Чуть набираю высоту и бросаю машину в пике на артиллерийские позиции, сбрасываю бомбы, бью из пушек и пулеметов. Батарея замолкает. В образовавшееся окно лечу, делаю круг над Потсдамом, фотографирую артиллерийские позиции и, вновь атакуя зенитные батареи, вырываюсь из пригородов столицы.
Теперь можно лететь домой. Возвращаюсь тем же маршрутом, которым летел к Берлину. Далеко стороной обхожу аэродром. Я не знал, что он уже уничтожен.
Миную линию фронта. Теперь можно облегченно вздохнуть. Невольно откидываюсь на спинку сиденья, на секунду закрываю глаза. Затем смотрю на часы и сам себе не верю: нахожусь в полете два часа. А мне казалось, что разведка длилась двадцать-двадцать пять минут. Вот что значит предельное нервное напряжение!
Захожу на посадку, приземляюсь, и меня буквально вытаскивают из кабины десятки дружеских рук. Летчики, механики, стрелки подбрасывают в воздух. Ну и переволновались же за меня друзья!
Иду на КП. Здесь генерал Рязанов. Все время полета он просидел возле радиста. Докладываю. Генерал обнимает, целует.
— Благодарю тебя, Бегельдинов, — впервые переходя на ты, говорит он. Благодарю от имени командования. Можешь гордиться — твой самолет первым из авиации союзников появился днем над Берлином.
Вскоре начался штурм уже полуразрушенной, но отчаянно сопротивлявшейся столицы гитлеровского райха. В районе Трейенбритцен шел жестокий танковый бой.
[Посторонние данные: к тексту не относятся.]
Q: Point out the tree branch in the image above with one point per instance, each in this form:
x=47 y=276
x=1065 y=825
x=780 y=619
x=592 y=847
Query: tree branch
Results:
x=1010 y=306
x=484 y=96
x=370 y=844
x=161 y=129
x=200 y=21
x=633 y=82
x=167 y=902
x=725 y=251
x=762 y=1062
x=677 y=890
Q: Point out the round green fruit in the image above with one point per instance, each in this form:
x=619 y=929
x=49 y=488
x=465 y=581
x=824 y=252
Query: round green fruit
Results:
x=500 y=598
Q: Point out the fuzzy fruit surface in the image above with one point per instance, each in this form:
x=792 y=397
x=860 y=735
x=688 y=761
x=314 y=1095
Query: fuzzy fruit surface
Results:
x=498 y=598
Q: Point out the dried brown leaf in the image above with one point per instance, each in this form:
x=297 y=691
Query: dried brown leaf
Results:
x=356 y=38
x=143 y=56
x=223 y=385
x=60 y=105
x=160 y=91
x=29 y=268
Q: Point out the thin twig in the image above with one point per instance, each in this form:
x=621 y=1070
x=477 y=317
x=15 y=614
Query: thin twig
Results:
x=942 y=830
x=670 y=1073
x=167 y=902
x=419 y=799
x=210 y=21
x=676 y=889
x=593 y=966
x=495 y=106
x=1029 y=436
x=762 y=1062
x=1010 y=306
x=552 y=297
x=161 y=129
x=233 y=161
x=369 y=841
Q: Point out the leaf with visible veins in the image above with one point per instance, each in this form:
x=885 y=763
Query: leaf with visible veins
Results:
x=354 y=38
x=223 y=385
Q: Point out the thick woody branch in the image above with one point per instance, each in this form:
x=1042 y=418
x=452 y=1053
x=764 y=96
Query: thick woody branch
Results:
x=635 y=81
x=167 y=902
В одной из машин находился генерал, который с земли руководил действиями нашей эскадрильи.
Вдруг слышу его голос:
— Бейте по моей машине!
Я не мог поверить такой команде и переспросил.
— Бей, черт тебе в душу! Бей! Приказываю!
Мы быстро построились в круг и один за другим начали, пикируя, бить танки. С воздуха было видно, как машины с крестами на башнях окружили несколько «тридцатьчетверок». Генерал вызывал огонь на себя, жертвовал жизнью ради уничтожения вражеских танков.
Никогда еще не работали мы с таким предельным напряжением. Каждый летчик старался быть идеально точным. «Ильюшины» клевали и клевали фашистов, пока те не поползли в разные стороны. Мы сделали двенадцать заходов, и после каждого на поле оставался пылающий костер.
— Молодцы, летчики! — кричит в микрофон танковый командир. — Спасибо за выручку! Идите домой!
Вернулись на аэродром. А вечером в полк приехали несколько танкистов во главе с генералом.
— Ну, показывай своих орлов, — обратился генерал к нашему командиру.
— Они в столовой, ужинают.
— Прекрасно. Пошли, товарищи, в столовую. Я слышал, что штурмовики народ хлебосольный.
Мы сдвинули столы, усадили гостей, и генерал предложил тост за боевую дружбу.
— Скоро вместе выпьем за победу, — говорил он, когда танкисты усаживались в машины. — Милости просим в гости. После сегодняшнего боя мы у вас в долгу.
Тем временем бои шли уже в пригородах Берлина. С утра до вечера наш полк летал на штурмовку артиллерийских позиций. Это были последние вылеты. Все реже и реже поднимались мы в воздух — бои подошли к центру города.